Extracted from:
http://news.asiaone.com/News/The%2BS...sh%2Bgirl.html
PORTIMAO (PORTUGAL) - IT IS not certain that traces of blood found in a car rented by the parents of a British toddler more than three weeks after she vanished are a match to their daughter.
The comment was made during a TV interview by a senior Portuguese police official in response to claims in the British press yesterday that there was a '100 per cent match' between DNA found in the car and four-year-old Madeleine McCann.
Sources quoted by newspapers in Britain said the Portuguese police now believe they have enough evidence to charge her parents.

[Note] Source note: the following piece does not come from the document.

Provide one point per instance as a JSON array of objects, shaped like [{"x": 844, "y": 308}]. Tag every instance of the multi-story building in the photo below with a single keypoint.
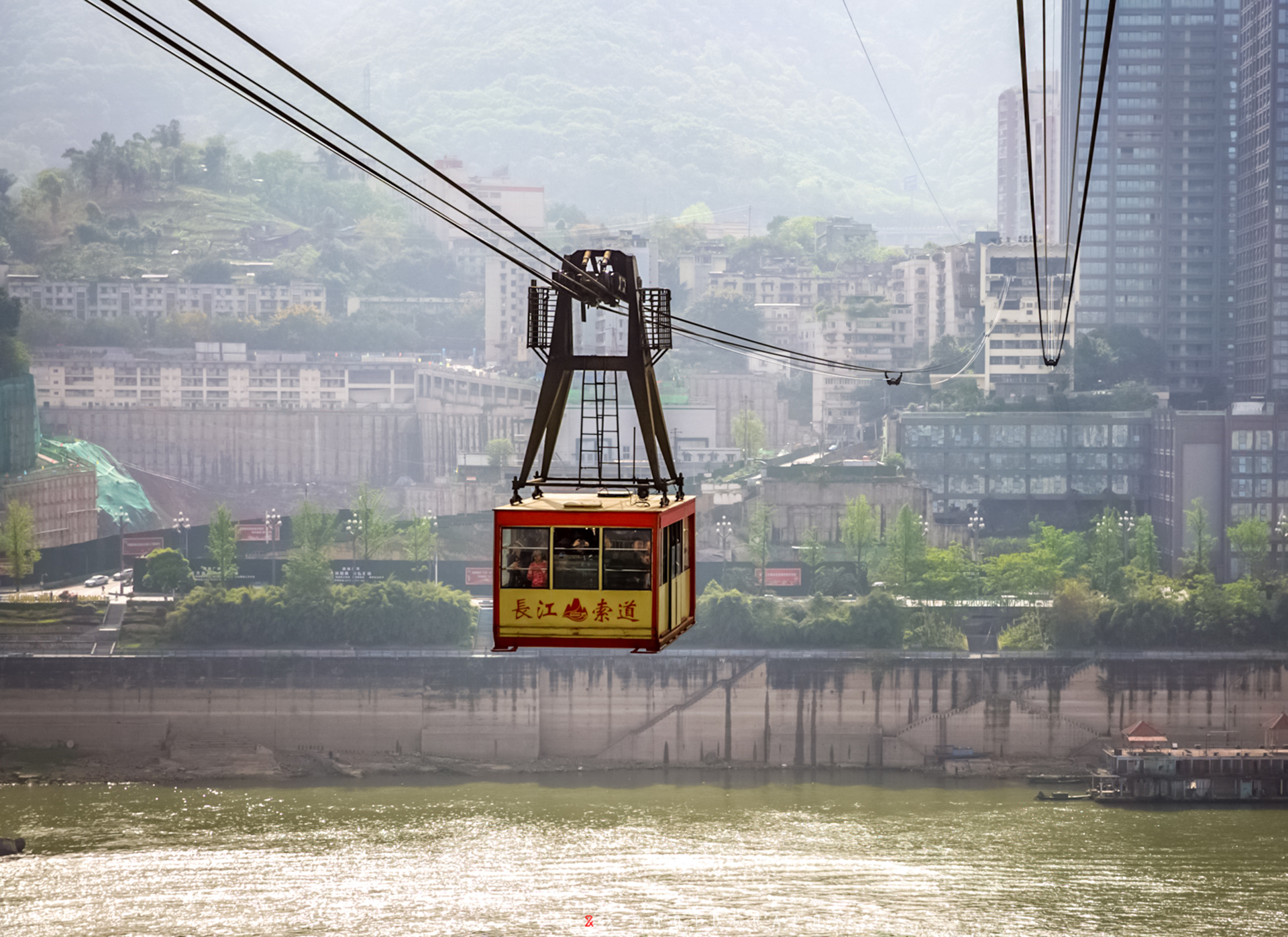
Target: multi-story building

The blood traces are being treated by detectives as strong evidence that Madeleine died in the holiday apartment in which her family was staying before her body was placed in the car, said a source.
'The parents have a lot of explaining to do,' he was quoted as saying in both The Times and Daily Telegraph newspapers.

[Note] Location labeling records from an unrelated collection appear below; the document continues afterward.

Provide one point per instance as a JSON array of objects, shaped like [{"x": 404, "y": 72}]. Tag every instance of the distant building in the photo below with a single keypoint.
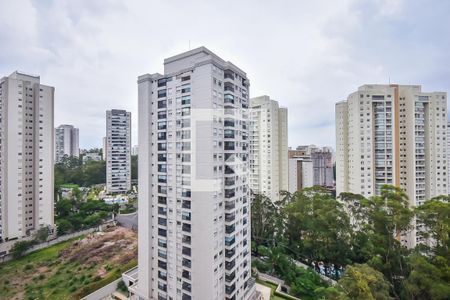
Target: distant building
[
  {"x": 66, "y": 142},
  {"x": 393, "y": 134},
  {"x": 301, "y": 173},
  {"x": 26, "y": 155},
  {"x": 323, "y": 167},
  {"x": 320, "y": 160},
  {"x": 135, "y": 150},
  {"x": 268, "y": 147},
  {"x": 118, "y": 151},
  {"x": 448, "y": 159},
  {"x": 104, "y": 148}
]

But the director of the Portuguese judicial police, Mr Alipio Ribeiro, said a match was not certain.
'None of the results of the analyses allows one to say with certainty that the blood comes from X or Y,' he told Portuguese public television station RTP.
'Not with mathematical precision,' he said, as his officers prepared to report to prosecutors on the case yesterday.

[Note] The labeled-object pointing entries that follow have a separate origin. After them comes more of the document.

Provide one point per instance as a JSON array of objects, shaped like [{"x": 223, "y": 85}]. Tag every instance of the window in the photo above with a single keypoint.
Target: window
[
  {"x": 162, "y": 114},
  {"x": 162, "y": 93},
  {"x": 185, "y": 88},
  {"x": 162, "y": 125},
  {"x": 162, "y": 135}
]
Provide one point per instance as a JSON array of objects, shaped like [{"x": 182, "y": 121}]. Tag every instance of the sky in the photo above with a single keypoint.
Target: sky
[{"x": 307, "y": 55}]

The blood was found in a car rented by Kate and Gerry McCann 25 days after their daughter, who was three years old at the time, disappeared from the family's holiday apartment in the Algarve resort of Praia da Luz on May3.
Citing experts from the government-owned Forensic Science Services (FSS) laboratory in Birmingham, The Sun tabloid reported that the blood traces were an exact DNA match to Madeleine.
Sky News television also reported that, citing unidentified sources.
Portuguese police were expected to convey a report on Madeleine to prosecutors by yesterday so that they can decide if her parents, named as suspects last week, should be charged over her disappearance.
According to the Daily Mirror tabloid, the police have called for Mrs McCann to be charged with accidental murder, citing an anonymous source.
'The feeling is that the forensics support the theory that Madeleine died accidentally inside the apartment on the night she vanished, and she was then moved,' the source said. 'There has been talk of 70 per cent or 80 per cent matches. The FSS doesn't do that. It's either a match or it's not, it's either significant or it's not. In this case, it's significant.'
For the last four months, the McCanns have led a high-profile international campaign to find Madeleine, focusing on suspicions that she was abducted while they and friends were eating in a tapas bar in the same complex.
Last week Portuguese police received from a British laboratory the results of tests of blood samples from the bedroom Madeleine had been sleeping in before her disappearance.
The McCanns, both 39-year-old doctors, were named as formal suspects on Friday after two days of intense questioning by Portuguese police.
Members of their families said police suggested the McCanns hid the body and later disposed of it in the hired car.
In an interview with the Sunday Mirror newspaper, Mrs McCann said that Portuguese police had tried to persuade her to confess to accidentally killing her daughter.
Both parents - who had been based in Portugal since Madeleine's disappearance - returned home to Britain on Sunday. They deny any involvement in their daughter's disappearance.
'We have absolute confidence that when all of the facts are presented together, we will be able to demonstrate that we played absolutely no part in Madeleine's abduction,' Mr McCann wrote in a blog on
www.findmadeleine.com late on Monday.